Zawodnicy podkreślają, że ich młody zespół dopiero się rozwija, a Mircea Lucescu, szkoleniowiec o wielkim doświadczeniu, stwierdza, że jeśli ktoś latem powiedziałby, że Dynamo Kijów będzie w tej fazie Ligi Europy, to nikt by nie uwierzył. Tym bardziej warto dostrzec progres, jaki przeszła ukraińska drużyna, w tym także Tomasz Kędziora.

Kiedy Mircea Lucescu osiągał swoje pierwsze sukcesy szkoleniowe w Europie – półfinał Pucharu Zdobywców Pucharów z Dinamo Bukareszt w 1990 roku – tylko jeden z jego obecnych zawodników był już na świecie. Jednak Denys Bojko w tym sezonie zagrał w ledwie dwóch meczach, jest trzecim bramkarzem. Reszta drużyny jest po prostu znacznie młodsza.

Jak dużo młodsza? Według obserwatorium CIES średnia wieku zawodników przebywających na murawie w barwach Dynamo wynosi 24,5 – to trzeci najniższy wynik w lidze ukraińskiej, 33. biorąc pod uwagę kluby z 31 lig w Europie, o prawie cztery lata młodszy od najbliższego rywala w Lidze Europy. Gdyby zespół z Kijowa występował w polskiej Ekstraklasie, to byłby zdecydowanie liderem tej klasyfikacji – niemal o pełny rok wyprzedzający Górnika Zabrze.

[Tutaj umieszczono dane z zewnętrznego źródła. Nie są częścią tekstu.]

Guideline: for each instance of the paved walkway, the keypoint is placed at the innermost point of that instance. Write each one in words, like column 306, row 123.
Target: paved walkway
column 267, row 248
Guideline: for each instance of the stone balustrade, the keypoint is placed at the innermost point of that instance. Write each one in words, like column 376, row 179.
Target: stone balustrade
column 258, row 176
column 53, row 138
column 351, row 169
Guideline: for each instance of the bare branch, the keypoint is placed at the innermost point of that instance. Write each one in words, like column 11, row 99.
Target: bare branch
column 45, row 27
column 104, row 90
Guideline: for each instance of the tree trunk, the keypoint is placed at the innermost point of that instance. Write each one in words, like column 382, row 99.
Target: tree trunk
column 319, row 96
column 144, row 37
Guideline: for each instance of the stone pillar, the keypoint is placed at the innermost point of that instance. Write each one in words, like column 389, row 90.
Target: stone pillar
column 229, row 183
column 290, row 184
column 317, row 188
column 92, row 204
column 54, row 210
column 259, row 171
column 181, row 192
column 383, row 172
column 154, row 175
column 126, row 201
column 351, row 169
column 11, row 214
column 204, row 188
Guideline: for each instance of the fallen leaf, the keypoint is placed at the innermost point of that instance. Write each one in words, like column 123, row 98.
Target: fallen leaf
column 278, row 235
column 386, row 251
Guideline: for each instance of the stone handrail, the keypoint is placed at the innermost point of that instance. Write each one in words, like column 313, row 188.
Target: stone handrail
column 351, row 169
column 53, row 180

W takiej drużynie 26-letni Tomasz Kędziora jest prawdziwym liderem. Dosłownie, bo rozegrał najwięcej minut ze wszystkich zawodników Lucescu – 2455, czyli o cztery godziny więcej, niż następny w tej klasyfikacji bramkarz Heorhij Buszczan. Nic dziwnego, że ostatnio trochę częściej jego trener ściąga go z boiska przed ostatnim gwizdkiem.

Niedawno reprezentant Polski strzelił swojego pierwszego gola na którego czekał dwa lata. Sytuacja wyglądała bardzo podobnie: we Lwowie, podobnie jak w marcu 2019 roku z Desną Czernihów, odnalazł się we właściwym miejscu po rzucie rożnym. Także tak, jak wtedy, gdy w sierpniu 2018 roku trafił do bramki Ajaksu Amsterdam.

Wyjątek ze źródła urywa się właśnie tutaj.